Sarkozy gives himself a raise of nearly 150%.

For most of his six months in office, French President Nicolas Sarkozy has sought to lead by example: using his own relentless pace to inspire French citizens to work longer hours, achieve higher efficiency, and renew their love of labor. The effort is central to Sarkozy's attempt to boost economic growth through a nationwide increase in workforce productivity — a goal that requires motivating people to toil beyond the nation's legal 35-hour-workweek limitation, and, as he has put it, "Work more to earn more." But now Sarkozy is applying that slogan to himself with unexpected literalness: he is moving to increase his presidential salary by nearly 150%.

French members of Sarkozy's conservative-dominated parliament passed an amendment to the 2008 budget Tuesday, lifting the president's annual salary from $146,000 to $346,000. The move seeks to clarify the complicated, multi-sourced arrangement under which French Presidents have been paid. Indeed, even as leftist opponents sought to express indignation over the appearance of the rightist legislators sneaking a sweetheart raise to their leader, Sarkozy himself was defiantly unapologetic about the raise or its motives. "I want transparency," Sarkozy declared during a visit in Corsica, referring to the convoluted collection of revenues like advances on paid pensions that have long served to augment French Presidents' modest nominal salary of $12,000 monthly — to just what level is anyone's guess."I don't want that anymore. I want the French people to know."

And now they do: Under the new system, Sarkozy and future French heads of state will get roughly the same monthly pay as the nation's prime minister does — a monthly, pre-tax pay of around $28,000. Even with that substantial bump, Sarkozy's new remuneration won't be the envy of many of his international peers. The annual salary of U.S. President George W. Bush, for example, is $494,000, versus $384,000 for U.K. Prime Minister Gordon Brown, and $391,000 for German Chancellor Angela Merkel.

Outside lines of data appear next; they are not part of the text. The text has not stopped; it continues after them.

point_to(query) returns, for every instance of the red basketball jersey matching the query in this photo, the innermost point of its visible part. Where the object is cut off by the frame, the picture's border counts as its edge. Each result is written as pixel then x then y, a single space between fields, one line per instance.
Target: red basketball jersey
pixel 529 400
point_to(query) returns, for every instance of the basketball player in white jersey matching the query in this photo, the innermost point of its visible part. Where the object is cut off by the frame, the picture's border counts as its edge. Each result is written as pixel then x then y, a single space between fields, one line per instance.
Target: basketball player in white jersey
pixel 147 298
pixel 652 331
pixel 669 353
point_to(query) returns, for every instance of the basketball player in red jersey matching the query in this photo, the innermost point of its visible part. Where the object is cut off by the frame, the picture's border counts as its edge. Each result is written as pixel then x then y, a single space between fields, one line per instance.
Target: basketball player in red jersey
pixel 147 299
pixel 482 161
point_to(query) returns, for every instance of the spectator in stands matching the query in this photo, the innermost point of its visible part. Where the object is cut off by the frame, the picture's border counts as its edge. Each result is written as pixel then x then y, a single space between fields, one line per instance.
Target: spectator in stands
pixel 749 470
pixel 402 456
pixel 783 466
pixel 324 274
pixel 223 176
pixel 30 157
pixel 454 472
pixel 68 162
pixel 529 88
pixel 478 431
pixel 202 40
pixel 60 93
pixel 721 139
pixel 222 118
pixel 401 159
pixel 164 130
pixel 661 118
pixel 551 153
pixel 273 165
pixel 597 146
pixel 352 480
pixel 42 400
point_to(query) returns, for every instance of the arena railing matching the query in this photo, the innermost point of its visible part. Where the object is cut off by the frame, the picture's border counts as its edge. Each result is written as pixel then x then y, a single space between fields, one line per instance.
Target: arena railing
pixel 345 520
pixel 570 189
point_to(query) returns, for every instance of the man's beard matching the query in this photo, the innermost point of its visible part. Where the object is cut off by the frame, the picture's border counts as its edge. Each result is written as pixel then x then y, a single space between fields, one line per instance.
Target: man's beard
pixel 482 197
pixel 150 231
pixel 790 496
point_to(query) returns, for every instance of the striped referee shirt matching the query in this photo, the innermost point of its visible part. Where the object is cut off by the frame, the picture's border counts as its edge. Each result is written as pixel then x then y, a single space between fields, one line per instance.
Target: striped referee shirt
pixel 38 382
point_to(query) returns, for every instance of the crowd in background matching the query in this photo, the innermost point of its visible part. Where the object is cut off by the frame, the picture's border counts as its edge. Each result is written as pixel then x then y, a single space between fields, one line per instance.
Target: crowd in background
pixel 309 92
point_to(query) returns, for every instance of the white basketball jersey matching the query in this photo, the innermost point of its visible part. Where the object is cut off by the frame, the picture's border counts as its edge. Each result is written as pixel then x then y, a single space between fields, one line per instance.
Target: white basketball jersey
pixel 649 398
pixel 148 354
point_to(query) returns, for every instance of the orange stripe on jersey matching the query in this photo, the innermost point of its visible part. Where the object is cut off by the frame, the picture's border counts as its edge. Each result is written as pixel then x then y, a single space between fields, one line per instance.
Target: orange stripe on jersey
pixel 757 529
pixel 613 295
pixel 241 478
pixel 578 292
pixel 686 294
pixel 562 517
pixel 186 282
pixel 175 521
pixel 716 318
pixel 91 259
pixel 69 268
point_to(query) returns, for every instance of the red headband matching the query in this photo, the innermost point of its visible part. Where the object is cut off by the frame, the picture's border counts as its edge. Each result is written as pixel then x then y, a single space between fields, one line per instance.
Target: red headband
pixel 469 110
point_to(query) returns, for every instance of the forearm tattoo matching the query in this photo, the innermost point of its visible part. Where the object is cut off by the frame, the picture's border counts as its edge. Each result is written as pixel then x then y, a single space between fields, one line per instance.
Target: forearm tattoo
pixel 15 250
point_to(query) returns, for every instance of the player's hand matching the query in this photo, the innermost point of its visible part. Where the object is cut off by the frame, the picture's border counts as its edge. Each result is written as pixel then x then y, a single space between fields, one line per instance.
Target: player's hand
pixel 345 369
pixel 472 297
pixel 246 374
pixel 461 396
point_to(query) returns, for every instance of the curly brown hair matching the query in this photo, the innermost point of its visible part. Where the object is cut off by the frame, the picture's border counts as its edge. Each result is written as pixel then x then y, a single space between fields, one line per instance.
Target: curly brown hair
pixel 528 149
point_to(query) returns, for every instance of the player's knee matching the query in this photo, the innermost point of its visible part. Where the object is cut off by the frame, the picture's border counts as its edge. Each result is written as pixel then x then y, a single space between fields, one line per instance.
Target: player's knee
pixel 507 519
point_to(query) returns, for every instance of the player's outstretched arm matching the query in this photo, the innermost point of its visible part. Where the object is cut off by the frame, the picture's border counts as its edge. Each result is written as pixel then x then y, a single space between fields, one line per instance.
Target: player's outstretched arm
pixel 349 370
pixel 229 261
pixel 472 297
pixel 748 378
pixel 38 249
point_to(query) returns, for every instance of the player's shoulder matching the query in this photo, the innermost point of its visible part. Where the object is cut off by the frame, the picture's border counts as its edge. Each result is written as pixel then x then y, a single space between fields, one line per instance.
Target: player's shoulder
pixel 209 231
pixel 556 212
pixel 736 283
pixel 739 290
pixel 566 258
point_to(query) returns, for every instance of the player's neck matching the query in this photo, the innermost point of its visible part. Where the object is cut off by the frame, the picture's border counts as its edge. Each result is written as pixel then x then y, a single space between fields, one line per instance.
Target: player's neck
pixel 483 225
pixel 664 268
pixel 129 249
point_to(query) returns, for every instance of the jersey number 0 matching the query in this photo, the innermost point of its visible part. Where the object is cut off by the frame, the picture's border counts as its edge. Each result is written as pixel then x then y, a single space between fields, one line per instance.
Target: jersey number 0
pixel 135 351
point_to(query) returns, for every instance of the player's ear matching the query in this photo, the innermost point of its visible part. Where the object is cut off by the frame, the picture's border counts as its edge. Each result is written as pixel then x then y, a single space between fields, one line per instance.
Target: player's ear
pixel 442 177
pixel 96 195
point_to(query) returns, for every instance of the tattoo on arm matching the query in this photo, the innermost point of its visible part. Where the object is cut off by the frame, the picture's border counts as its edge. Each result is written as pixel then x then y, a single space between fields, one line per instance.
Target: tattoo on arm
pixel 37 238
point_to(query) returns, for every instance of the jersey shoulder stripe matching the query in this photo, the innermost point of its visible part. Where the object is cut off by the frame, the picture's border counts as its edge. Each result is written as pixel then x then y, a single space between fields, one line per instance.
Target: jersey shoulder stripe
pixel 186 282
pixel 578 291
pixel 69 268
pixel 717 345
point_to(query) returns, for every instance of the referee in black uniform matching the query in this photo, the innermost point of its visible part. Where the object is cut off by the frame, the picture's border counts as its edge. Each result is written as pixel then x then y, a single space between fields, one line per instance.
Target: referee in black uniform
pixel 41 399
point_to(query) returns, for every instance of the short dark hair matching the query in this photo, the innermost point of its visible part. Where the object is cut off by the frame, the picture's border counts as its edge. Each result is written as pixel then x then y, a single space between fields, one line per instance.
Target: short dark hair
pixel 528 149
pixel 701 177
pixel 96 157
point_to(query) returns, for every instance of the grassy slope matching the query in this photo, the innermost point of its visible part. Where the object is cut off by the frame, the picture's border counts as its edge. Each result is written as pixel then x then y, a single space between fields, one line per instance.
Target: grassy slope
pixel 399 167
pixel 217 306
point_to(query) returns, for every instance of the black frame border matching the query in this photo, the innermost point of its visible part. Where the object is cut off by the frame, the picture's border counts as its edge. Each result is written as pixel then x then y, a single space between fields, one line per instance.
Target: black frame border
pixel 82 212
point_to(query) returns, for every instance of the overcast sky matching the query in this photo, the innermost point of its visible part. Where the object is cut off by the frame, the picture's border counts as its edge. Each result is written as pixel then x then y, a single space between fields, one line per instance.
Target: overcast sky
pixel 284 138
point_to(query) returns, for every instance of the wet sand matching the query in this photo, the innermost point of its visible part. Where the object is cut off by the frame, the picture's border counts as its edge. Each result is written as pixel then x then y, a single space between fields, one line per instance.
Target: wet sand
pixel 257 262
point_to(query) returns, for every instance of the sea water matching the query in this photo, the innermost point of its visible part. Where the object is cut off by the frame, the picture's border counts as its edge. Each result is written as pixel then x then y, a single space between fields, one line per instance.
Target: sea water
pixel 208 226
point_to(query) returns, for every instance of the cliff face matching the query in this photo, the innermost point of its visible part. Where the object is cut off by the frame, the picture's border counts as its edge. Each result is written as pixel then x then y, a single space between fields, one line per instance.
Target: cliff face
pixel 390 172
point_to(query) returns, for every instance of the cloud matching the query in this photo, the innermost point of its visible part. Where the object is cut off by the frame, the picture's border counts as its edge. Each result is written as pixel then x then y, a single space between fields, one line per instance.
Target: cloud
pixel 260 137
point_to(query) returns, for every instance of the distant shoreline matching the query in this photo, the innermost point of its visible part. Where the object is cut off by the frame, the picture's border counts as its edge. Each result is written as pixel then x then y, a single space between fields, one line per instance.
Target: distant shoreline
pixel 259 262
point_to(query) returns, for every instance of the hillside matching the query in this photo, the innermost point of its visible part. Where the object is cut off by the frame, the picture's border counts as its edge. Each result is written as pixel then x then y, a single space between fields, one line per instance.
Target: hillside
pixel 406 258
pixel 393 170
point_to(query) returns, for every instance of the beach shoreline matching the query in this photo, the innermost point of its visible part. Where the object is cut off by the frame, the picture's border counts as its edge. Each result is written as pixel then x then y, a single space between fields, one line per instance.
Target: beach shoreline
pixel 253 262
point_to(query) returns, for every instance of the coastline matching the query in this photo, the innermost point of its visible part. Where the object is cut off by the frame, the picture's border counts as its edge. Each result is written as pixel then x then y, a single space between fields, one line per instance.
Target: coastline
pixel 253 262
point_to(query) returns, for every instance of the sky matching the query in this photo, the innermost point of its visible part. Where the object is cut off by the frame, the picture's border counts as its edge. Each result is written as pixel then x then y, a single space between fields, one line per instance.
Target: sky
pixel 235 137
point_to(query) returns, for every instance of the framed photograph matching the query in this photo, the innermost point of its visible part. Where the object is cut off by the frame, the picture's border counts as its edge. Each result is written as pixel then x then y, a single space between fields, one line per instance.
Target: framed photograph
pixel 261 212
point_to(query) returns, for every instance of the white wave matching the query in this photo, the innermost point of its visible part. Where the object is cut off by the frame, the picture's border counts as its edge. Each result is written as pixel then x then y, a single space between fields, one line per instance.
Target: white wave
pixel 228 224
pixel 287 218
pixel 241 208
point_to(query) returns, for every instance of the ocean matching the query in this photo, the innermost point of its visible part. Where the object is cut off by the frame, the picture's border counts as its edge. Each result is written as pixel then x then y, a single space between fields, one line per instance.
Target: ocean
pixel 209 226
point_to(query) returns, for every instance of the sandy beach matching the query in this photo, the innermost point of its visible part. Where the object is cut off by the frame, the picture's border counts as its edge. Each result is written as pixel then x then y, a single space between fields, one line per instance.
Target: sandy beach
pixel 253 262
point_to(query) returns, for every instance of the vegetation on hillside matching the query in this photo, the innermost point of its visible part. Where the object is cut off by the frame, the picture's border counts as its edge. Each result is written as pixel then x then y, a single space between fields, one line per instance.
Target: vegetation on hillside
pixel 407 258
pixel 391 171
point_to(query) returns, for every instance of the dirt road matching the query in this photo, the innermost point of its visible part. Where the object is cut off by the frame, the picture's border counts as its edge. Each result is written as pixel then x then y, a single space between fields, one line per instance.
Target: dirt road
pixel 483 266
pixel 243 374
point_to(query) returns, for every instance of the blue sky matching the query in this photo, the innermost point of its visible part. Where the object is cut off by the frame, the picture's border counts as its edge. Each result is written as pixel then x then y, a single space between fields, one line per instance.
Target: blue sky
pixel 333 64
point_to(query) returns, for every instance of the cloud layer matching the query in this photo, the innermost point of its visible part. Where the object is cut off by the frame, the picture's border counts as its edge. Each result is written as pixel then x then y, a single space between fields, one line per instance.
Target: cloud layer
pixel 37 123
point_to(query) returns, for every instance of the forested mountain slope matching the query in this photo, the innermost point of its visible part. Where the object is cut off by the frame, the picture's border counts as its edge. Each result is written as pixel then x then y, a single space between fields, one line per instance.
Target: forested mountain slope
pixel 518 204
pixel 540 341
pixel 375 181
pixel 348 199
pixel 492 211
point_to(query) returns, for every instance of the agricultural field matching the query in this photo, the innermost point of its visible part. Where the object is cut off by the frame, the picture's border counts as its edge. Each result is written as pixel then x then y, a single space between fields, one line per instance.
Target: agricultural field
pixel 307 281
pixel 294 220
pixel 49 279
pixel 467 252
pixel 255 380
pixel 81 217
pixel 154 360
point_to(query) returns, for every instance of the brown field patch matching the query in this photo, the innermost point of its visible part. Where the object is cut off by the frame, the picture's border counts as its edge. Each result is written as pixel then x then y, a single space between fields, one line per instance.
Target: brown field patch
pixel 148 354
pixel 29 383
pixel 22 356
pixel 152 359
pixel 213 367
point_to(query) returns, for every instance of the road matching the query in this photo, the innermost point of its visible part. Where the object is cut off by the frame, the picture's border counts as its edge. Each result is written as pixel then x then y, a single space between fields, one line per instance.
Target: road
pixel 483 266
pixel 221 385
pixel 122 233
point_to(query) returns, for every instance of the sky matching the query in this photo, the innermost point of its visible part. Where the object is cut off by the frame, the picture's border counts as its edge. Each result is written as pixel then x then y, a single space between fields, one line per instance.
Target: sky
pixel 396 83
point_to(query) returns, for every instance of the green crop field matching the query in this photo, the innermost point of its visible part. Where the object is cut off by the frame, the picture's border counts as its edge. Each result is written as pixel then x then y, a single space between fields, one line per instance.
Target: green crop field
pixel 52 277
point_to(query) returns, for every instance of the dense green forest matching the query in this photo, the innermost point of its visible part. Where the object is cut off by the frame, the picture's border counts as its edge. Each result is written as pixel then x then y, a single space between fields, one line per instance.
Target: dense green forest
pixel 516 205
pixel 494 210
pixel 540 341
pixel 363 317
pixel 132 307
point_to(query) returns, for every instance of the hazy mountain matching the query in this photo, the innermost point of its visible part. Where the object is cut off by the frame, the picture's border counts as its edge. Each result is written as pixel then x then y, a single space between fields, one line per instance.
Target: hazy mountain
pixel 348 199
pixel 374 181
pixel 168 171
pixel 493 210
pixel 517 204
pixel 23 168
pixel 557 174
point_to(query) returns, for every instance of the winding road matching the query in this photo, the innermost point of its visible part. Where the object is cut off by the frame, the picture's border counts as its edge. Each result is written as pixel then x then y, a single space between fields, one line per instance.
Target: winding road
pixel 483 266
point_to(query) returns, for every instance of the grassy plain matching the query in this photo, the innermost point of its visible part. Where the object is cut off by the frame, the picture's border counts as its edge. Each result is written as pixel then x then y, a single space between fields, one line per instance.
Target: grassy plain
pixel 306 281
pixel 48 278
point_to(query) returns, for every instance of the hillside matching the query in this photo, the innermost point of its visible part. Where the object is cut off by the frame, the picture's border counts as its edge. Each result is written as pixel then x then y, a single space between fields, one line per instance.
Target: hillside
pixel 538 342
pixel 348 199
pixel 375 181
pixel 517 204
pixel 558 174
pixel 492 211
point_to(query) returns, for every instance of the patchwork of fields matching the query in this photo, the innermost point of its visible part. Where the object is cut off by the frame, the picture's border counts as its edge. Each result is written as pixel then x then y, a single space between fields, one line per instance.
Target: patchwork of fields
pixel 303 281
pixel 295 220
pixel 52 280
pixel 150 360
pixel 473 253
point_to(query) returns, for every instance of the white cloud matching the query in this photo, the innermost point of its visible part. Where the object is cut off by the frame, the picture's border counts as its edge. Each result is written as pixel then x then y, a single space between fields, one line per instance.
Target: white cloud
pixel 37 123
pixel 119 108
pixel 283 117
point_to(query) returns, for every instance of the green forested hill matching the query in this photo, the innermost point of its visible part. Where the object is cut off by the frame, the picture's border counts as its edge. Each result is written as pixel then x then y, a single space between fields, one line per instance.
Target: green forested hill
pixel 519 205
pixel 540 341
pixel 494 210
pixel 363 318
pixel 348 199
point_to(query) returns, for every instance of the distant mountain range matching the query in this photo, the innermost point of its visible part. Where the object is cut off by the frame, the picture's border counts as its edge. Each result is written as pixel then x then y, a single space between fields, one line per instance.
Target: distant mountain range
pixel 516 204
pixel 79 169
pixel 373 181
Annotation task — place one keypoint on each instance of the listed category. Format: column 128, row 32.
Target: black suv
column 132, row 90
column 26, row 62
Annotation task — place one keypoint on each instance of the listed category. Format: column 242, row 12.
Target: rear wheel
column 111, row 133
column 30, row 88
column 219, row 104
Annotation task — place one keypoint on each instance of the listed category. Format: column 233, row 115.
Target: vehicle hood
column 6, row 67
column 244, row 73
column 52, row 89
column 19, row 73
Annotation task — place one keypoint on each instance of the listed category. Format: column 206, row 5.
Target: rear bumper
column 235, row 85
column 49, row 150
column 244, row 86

Sarkozy's official income is also dwarfed by that of European pay champion, Ireland's Bertie Ahern, who pulls in a cool $446,000. Nadine Morano, spokeswoman of Sarkozy's ruling Union for a Popular Movement party, argued that the increase was insignificant when viewed in broader terms. "Think about certain soccer players or television personalities," she said. "The raise requested is in no way unusual." Except, of course, that neither of those positions are paid with taxpayer money.

Official statistics show the average 2005 annual salary in France was $28,540 (or $2,378 per month) — around 13 times less than Sarkozy's new take. That income level has largely stagnated since 2000, when companies froze salaries to compensate for productivity losses they anticipated from the new 35-hour workweek. With the passage of time and inflation, that has placed a strain on purchasing power — a concern listed by voters at the top of many polls. "Just as the French people are worrying about their purchasing power, the government increases presidential payment by 140%," said Socialist Party legislator Aurélie Filippetti before parliament. "Aren't there greater injustices to be addressed?"

Public discomfort over Sarkozy's raise may be accentuated by its timing. In just three weeks, the nation is set to undergo strikes potentially more paralyzing than those in October protesting cutbacks in certain public sector pension regimes. Union leaders have jumped on Sarkozy's pay hike to highlight what they call the President's reformist hypocrisy: clarifying and normalizing governmental pay scales by lifting them, while harmonizing public and private sector pension plans by scaling those downward. "There's a feeling the political class is helping itself while the French people are left on the sidewalk to fend for themselves," lamented Socialist legislator Arnaud Montebourg.

Of course, such comments could be simple opposition politics seeking to exploit an awkward moment for the government. Whether Montebourg's analysis actually finds resonance in public opinion should become clear when polls on the question are published later next week. And then there will be the next important demonstration of French society's enthusiasm (or lack thereof) for Sarkozy's reform agenda: the success of the nationwide strikes on Nov. 20 and the level of public support for them.